= Allegheny–Cumberland dry oak forest and woodland =

Type of forest

The Allegheny–Cumberland dry oak forest and woodland is a forest system found in extreme southwestern Pennsylvania near the Mason-Dixon line, far southeastern Ohio, West Virginia, and western Virginia. It also occurs in scattered patches in Kentucky, Tennessee, Alabama, and Georgia.

These forests occur on varied topographies, including on acidic substrates in the Allegheny and Cumberland plateaus and ridges in the southern Ridge-and-Valley Appalachians. The Northeastern Interior Dry-Mesic Oak Forest occurs below this habitat in the northern part of its range.

==Flora==
The Allegheny–Cumberland dry oak forest and woodlands are typically dominated by white oak (Quercus alba), southern red oak (Quercus falcata), northern red oak (Quercus rubra), chestnut oak (Quercus montana), and scarlet oak (Quercus coccinea). Less frequent are red maple (Acer rubrum), pignut hickory (Carya glabra), and mockernut hickory (Carya tomentosa).

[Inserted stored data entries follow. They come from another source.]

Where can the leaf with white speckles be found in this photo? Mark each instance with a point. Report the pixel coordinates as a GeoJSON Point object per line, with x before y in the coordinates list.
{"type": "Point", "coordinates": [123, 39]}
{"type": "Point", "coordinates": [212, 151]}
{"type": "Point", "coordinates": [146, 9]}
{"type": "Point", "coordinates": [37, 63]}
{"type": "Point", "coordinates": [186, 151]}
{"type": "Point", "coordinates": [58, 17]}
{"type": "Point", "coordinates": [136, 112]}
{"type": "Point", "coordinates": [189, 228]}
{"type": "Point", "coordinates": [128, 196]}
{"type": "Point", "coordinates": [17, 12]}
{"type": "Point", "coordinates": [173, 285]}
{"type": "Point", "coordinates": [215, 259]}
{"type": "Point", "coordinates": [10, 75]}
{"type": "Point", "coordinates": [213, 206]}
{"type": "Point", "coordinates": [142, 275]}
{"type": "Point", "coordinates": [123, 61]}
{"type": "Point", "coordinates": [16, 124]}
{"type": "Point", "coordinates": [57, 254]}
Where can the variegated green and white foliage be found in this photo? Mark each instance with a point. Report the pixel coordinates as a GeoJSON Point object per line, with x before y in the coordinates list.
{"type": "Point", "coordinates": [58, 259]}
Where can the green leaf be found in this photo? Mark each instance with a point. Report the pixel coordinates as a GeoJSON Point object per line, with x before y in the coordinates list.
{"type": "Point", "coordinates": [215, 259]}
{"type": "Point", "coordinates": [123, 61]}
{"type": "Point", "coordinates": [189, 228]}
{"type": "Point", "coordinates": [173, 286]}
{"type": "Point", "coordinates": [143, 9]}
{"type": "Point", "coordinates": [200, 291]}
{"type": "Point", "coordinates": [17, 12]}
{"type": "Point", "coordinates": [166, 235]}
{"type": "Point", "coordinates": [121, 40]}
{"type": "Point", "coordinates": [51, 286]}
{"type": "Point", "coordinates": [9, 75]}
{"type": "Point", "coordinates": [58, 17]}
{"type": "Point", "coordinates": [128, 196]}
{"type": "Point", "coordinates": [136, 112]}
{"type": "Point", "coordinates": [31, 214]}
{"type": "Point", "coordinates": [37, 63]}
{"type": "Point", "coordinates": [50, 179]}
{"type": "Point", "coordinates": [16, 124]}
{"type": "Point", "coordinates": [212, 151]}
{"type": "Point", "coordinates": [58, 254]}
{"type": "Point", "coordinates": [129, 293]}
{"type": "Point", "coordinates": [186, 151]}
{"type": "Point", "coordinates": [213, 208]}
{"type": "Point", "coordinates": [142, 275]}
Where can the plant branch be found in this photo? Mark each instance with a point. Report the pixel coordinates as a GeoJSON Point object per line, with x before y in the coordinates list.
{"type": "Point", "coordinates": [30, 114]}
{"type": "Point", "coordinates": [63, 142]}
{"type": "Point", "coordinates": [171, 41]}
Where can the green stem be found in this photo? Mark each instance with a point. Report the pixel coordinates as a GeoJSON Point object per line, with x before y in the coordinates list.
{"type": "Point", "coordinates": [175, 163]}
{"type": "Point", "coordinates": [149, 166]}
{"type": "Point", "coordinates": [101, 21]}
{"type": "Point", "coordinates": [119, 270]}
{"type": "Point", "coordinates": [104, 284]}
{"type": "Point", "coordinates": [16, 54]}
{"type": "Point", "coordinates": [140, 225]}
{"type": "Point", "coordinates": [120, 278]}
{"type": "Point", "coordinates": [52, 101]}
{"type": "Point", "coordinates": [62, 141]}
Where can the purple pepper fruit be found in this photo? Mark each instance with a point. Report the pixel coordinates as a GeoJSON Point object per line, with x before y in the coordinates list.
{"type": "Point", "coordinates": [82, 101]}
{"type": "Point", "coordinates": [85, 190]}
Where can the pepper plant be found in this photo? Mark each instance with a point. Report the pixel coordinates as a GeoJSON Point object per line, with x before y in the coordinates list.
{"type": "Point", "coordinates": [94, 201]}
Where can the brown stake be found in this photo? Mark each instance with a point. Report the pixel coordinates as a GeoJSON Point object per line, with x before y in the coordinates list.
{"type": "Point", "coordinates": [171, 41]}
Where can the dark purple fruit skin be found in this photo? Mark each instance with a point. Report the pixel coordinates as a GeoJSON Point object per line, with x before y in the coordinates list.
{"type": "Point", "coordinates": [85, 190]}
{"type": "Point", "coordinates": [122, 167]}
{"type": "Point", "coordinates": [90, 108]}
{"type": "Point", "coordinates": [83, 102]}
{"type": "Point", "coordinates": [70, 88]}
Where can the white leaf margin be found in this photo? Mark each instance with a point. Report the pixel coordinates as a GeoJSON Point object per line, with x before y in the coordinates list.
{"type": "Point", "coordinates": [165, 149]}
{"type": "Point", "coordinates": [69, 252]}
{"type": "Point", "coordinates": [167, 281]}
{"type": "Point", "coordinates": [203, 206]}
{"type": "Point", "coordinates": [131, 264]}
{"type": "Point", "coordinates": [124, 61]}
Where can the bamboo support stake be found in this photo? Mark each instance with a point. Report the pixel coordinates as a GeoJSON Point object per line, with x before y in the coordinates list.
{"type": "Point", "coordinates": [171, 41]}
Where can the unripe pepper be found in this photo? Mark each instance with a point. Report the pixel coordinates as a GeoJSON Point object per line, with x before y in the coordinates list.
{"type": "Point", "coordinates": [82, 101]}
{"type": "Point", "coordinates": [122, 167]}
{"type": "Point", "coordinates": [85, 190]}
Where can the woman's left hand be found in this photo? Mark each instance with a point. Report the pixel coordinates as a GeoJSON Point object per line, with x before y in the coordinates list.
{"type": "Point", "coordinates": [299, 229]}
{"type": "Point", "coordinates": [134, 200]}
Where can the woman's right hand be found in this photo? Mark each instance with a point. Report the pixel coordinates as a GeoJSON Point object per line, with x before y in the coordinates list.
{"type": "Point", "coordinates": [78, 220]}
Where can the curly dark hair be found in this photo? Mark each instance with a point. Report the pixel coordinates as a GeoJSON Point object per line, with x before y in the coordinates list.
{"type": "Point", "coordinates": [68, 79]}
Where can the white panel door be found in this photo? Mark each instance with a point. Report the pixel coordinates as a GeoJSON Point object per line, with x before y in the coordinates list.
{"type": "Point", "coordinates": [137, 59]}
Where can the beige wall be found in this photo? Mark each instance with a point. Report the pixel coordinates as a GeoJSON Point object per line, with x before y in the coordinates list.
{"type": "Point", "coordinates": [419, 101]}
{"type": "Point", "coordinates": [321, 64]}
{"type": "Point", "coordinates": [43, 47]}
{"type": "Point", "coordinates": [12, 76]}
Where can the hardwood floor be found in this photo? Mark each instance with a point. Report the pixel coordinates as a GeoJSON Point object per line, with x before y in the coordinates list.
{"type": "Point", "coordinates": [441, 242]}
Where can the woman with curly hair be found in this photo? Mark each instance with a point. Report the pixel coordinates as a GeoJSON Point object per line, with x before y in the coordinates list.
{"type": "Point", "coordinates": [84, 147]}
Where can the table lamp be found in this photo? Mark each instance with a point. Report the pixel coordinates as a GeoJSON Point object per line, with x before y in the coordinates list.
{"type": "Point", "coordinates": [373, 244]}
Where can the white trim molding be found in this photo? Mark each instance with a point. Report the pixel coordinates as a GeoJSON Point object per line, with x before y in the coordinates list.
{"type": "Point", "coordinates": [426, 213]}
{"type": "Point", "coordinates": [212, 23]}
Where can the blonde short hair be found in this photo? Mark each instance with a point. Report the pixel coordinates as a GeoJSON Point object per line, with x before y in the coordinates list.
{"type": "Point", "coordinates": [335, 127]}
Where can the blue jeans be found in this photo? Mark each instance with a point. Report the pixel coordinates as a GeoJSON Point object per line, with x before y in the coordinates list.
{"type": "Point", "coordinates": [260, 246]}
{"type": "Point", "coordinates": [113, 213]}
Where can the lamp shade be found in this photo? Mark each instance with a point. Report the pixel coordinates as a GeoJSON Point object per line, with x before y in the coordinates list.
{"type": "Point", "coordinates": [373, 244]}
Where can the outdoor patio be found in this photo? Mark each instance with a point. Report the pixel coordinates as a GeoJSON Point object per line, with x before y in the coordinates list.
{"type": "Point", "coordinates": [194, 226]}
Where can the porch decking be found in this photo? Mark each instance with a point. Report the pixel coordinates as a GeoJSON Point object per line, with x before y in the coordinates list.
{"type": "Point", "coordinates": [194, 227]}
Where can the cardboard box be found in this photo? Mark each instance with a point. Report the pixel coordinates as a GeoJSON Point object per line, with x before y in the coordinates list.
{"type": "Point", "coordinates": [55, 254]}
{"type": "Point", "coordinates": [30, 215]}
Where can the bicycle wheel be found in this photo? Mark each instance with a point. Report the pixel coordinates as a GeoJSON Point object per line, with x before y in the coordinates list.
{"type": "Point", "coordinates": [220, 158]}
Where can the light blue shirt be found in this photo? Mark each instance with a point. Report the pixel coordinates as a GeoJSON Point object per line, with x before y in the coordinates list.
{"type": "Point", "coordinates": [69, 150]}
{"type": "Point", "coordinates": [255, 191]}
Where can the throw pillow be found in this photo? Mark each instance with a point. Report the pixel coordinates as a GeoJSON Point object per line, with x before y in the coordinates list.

Shortleaf pines (Pinus echinata) or Virginia pines (Pinus virginiana) are occasionally present, particularly near escarpments or in recently burned areas. In areas that have not recently burned, white pines (Pinus strobus) may be prominent. Sprouts of American chestnut (Castanea dentata) can still be found in areas where it was formerly common.

==Adjacent transitions==
On more base-rich substrates, this system transitions to Southern Ridge and Valley/Cumberland dry calcareous forest. To the east and north, it borders the Central Appalachian dry oak–pine forest, generally along the Allegheny Front.